So, last spring I was diagnosed with Bipolar II. It’s like Bipolar I, but the mood swings are slightly less extreme (hypomanic instead of manic, etc.) Now, I would like to point out that I am not a psychologist, or a psychiatrist, nor have I seriously studied psychology in any way. These are simply my opinions and knowledge gained as a layperson.
I was diagnosed with depression about 3 years earlier in 2009, but the funny thing about my depression was that it would come and go, and sometimes I’d actually be really happy for a few days or a few weeks. I was on anti-depressants, and they were certainly better than not being on anything, but they never really seemed to “solve” my problems. I always figured that medicine simply wasn’t perfect and that was just the way it was going to be.
But then my psychiatrist moved out of state, so my therapist, Dr. Jill Weber gave me the name of a new psychiatrist. Her name is Dr. Deborah Pacheco and I highly recommend her. She’s in Northern Virginia in the McLean area, and she is the absolute most thorough medical/psychiatric person I have ever met in my life, and believe me I’ve been through plenty (probably 5-10). She talked to me for an hour and a half on my first visit, then had me come back and report on my life several times. After meeting with me for a few months, she said we should consider a diagnosis of Bipolar II. The words were a little shocking and somewhat scary.
I didn’t know much about Bipolar Disorder, but as I did my research, it seemed to fit me more and more. Dr. Pacheco was very kind, she walked me through it every step of the way. She changed my medication and added mood stabilizers. I am happy to report that after months of being on them, I am doing much better.

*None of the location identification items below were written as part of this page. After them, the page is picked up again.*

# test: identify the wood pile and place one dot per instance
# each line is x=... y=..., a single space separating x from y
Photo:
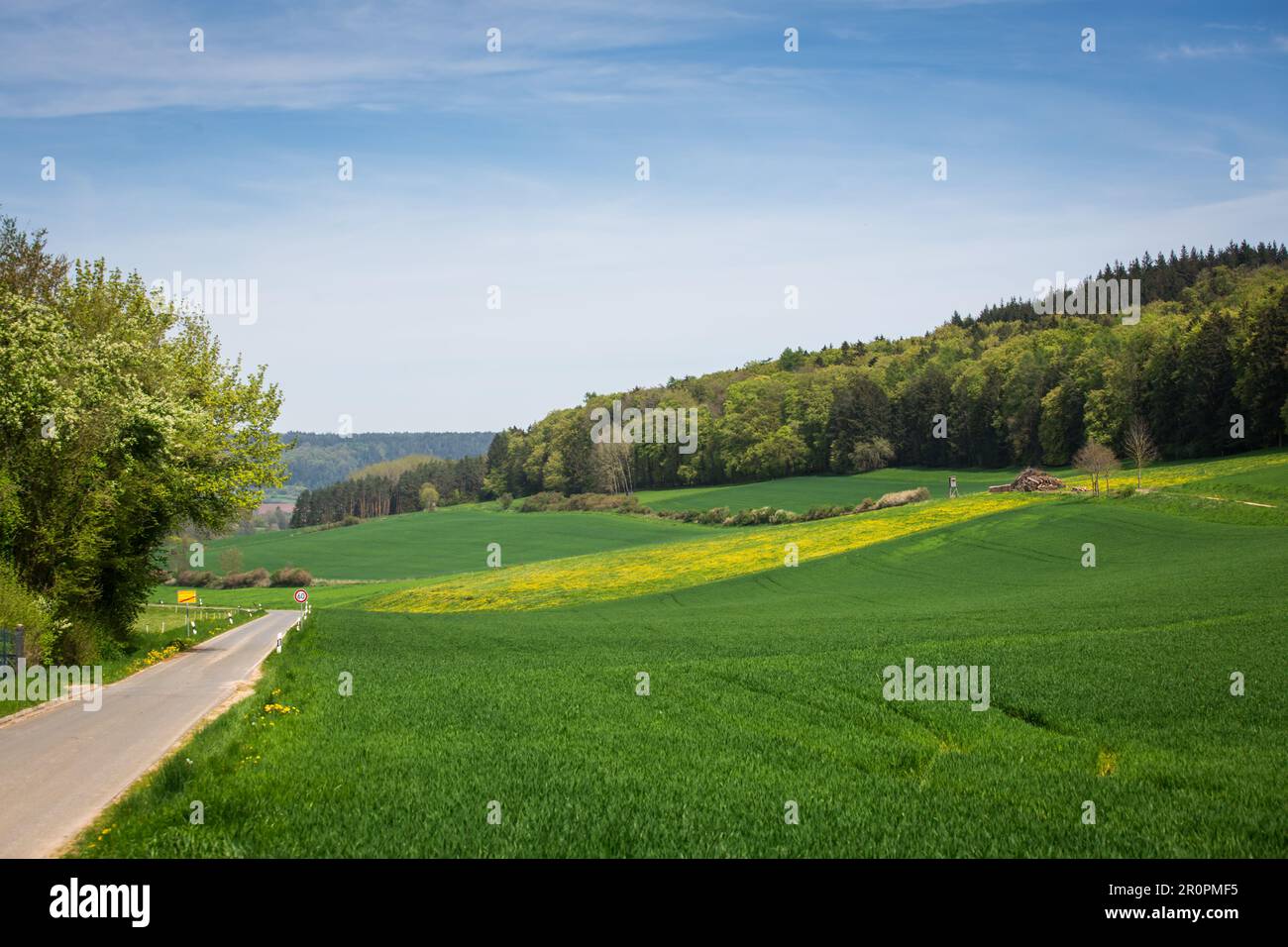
x=1033 y=480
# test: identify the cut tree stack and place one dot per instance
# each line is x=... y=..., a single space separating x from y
x=1030 y=480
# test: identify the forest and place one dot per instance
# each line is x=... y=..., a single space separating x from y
x=1014 y=388
x=1008 y=388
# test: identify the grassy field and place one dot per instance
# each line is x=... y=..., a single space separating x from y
x=449 y=540
x=799 y=493
x=1109 y=684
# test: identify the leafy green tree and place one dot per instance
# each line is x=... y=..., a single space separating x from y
x=120 y=420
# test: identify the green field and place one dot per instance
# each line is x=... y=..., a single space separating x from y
x=1109 y=684
x=449 y=540
x=799 y=493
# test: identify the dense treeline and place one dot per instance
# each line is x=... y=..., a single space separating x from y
x=120 y=420
x=390 y=488
x=1014 y=388
x=321 y=459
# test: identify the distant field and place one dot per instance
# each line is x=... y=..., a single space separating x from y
x=1263 y=478
x=1108 y=684
x=449 y=540
x=799 y=493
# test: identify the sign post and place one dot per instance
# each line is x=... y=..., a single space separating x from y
x=185 y=598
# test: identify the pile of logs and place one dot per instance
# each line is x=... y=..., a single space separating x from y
x=1030 y=480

She also told me not to think of it so much as “Bipolar Disorder,” but instead to think of it as more of a “cyclical depression.” Bipolar disorder sounds so severe to me that it’s hard to admit I have it, but a depression that comes and goes and gets extreme and has really high points where I get lots done is EXACTLY my personality. So to anyone who’s been diagnosed, don’t be scared! It’ll be okay. I have my ups and downs, but for the most part the mood stabilizers do their job and I am much better and more controlled for it!